Companies and researchers are increasingly turning to large language model agents to stand in for real people in online spaces. The agents write product reviews, simulate user reactions, and populate synthetic focus groups for everything from moderation tooling to marketing tests. The practice is already common, but the evidence that it actually works has been thin. A new preprint called MiroBench, posted to arXiv this month by Yaoning Yu, Ye Yu, Haojing Luo, and Haohan Wang, is the first cross-domain attempt to measure the gap statistically rather than by gut feel. (MiroBench: Benchmarking Realism in Agentic Simulation of Real-world Discussions)
The team built their test from 4,292 real Reddit threads, drawn from five topical domains — Credit Card, Laptop, Cellphone, Camera, and Headphones — and asked five language model agents to simulate those discussions from scratch. They then compared the agents' output against the real threads across four properties that any reader would recognize from a few minutes on a forum. The first is repetition and uniformity: do the simulated users all sound the same? The second is narrative shape: does the conversation arc like a real one, with shifts in tone and topic? The third is toxicity and aggression: do the agents reproduce the friction of real disagreement, or sand it off? The fourth is structural complexity: do the reply trees look like the messy, branching, sometimes dead-ended trees of genuine human conversation? (MiroBench: Benchmarking Realism in Agentic Simulation of Real-world Discussions)

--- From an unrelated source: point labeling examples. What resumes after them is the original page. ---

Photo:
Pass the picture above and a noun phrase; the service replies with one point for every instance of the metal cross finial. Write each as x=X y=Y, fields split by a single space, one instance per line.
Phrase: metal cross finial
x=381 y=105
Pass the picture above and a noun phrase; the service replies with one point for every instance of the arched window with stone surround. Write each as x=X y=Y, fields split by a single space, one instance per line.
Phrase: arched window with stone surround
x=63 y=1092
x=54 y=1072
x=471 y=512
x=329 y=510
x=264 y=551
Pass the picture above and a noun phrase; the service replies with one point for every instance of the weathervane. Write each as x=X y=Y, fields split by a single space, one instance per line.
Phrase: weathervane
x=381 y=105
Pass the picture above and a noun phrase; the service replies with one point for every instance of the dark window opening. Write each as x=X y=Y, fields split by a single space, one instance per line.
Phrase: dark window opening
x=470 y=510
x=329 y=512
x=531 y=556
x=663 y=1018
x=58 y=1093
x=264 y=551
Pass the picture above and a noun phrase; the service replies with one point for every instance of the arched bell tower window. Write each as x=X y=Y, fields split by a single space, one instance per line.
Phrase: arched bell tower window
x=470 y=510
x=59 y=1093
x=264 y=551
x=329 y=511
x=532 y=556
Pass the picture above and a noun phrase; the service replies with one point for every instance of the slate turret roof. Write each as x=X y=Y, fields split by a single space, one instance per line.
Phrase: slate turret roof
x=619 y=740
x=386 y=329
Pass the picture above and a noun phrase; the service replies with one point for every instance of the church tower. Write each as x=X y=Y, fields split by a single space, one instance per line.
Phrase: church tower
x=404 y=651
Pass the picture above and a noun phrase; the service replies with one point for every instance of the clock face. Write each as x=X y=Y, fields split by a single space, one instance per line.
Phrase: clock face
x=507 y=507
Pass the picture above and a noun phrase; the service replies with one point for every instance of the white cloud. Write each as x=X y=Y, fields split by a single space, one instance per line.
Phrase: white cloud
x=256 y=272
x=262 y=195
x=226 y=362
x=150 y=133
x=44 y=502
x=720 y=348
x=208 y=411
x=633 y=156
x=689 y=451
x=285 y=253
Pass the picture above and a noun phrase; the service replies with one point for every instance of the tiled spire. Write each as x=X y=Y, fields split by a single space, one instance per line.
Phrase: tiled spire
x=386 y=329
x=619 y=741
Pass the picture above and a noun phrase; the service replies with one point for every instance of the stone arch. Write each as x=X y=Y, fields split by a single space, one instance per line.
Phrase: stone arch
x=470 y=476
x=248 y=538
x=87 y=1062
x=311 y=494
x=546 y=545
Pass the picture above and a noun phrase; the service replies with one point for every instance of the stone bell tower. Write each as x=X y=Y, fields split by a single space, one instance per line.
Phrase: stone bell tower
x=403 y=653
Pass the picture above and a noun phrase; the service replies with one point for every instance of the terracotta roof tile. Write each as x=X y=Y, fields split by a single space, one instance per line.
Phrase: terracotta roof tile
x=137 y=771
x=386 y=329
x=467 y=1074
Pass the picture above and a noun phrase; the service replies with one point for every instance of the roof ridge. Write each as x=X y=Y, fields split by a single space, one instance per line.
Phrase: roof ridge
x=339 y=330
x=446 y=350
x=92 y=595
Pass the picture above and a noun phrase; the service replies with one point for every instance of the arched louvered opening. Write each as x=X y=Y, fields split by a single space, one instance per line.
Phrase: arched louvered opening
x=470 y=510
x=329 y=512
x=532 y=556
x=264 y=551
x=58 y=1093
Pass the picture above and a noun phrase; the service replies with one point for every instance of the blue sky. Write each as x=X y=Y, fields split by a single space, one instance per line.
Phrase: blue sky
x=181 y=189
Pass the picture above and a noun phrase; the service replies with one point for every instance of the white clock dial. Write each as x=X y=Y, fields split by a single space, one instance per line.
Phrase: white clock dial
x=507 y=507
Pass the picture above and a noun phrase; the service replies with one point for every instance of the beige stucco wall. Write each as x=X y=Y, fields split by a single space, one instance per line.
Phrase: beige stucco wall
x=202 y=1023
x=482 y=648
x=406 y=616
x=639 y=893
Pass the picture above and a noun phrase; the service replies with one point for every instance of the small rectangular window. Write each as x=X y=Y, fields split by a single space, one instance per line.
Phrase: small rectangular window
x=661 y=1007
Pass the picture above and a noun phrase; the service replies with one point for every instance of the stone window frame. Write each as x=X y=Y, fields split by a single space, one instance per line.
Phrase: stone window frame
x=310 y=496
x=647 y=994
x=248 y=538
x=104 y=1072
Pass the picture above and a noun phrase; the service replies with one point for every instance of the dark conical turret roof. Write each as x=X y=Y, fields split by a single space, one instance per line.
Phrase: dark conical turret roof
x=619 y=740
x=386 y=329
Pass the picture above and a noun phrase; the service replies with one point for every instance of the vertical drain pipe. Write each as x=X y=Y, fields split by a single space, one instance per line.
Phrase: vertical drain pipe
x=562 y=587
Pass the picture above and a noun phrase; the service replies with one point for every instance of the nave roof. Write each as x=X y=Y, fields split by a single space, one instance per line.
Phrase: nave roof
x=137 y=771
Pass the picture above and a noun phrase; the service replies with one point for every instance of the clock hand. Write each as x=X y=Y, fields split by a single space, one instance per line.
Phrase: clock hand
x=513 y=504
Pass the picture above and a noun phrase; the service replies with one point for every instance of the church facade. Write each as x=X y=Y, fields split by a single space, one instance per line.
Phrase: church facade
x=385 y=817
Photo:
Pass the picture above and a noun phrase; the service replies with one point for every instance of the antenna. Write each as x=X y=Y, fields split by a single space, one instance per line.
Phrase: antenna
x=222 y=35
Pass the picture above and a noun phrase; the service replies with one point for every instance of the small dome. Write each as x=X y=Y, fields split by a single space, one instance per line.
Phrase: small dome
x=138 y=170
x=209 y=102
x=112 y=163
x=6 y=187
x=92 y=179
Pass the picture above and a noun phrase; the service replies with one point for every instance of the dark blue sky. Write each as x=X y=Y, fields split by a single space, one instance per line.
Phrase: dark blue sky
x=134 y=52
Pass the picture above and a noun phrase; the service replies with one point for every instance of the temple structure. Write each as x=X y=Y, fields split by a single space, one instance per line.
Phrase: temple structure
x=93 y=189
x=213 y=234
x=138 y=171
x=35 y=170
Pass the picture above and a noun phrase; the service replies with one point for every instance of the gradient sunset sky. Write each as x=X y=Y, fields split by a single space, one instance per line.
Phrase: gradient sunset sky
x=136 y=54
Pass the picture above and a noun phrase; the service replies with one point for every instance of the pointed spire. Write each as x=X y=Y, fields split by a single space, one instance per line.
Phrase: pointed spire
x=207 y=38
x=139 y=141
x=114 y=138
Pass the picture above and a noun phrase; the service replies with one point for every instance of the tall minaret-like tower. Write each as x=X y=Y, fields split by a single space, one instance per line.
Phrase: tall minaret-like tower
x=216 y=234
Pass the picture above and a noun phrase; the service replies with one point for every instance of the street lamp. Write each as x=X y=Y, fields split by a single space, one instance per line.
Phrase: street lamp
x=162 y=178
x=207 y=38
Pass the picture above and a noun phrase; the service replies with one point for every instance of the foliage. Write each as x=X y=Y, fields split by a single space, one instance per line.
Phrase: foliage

Across all four axes, the statistical fingerprints of the simulated threads did not match the real ones. The gap held across all five domains the team tested, suggesting the failure is a property of how the simulators behave rather than a quirk of a particular topic. (MiroBench: Benchmarking Realism in Agentic Simulation of Real-world Discussions)
The more interesting finding is what happened when the researchers tried to fix it. They applied a lightweight prompt-engineering intervention — a few paragraphs of instruction telling the agents to vary their voices and mimic the texture of real disagreement — and re-ran the comparison. The needle barely moved. The most generous reading is that the surface prompt was the wrong level of intervention. The stingier reading is that current simulators do not yet have a representation of how a real thread unfolds, and that closing the gap will require changes in training or architecture, not just better instructions. The paper is closer to the second reading, and the result is the part of the work most worth taking seriously. (MiroBench: Benchmarking Realism in Agentic Simulation of Real-world Discussions)
There are two ways to read what MiroBench is for. The skeptical read is that it is a public demonstration that AI cannot, yet, faithfully simulate a Reddit thread, and that the result should give pause to anyone using synthetic users for product research or policy modeling. The constructive read, and the one the authors are positioning, is that the field has been missing a yardstick. Without a shared benchmark, every vendor could claim its own simulator was realistic, and the claims were not comparable. MiroBench turns that into a measurable claim with a fixed dataset, a fixed set of models, and four axes that can be tracked over time. The first version of the benchmark already produces a result. The next versions, and the next round of submissions, are where the field gets useful signal.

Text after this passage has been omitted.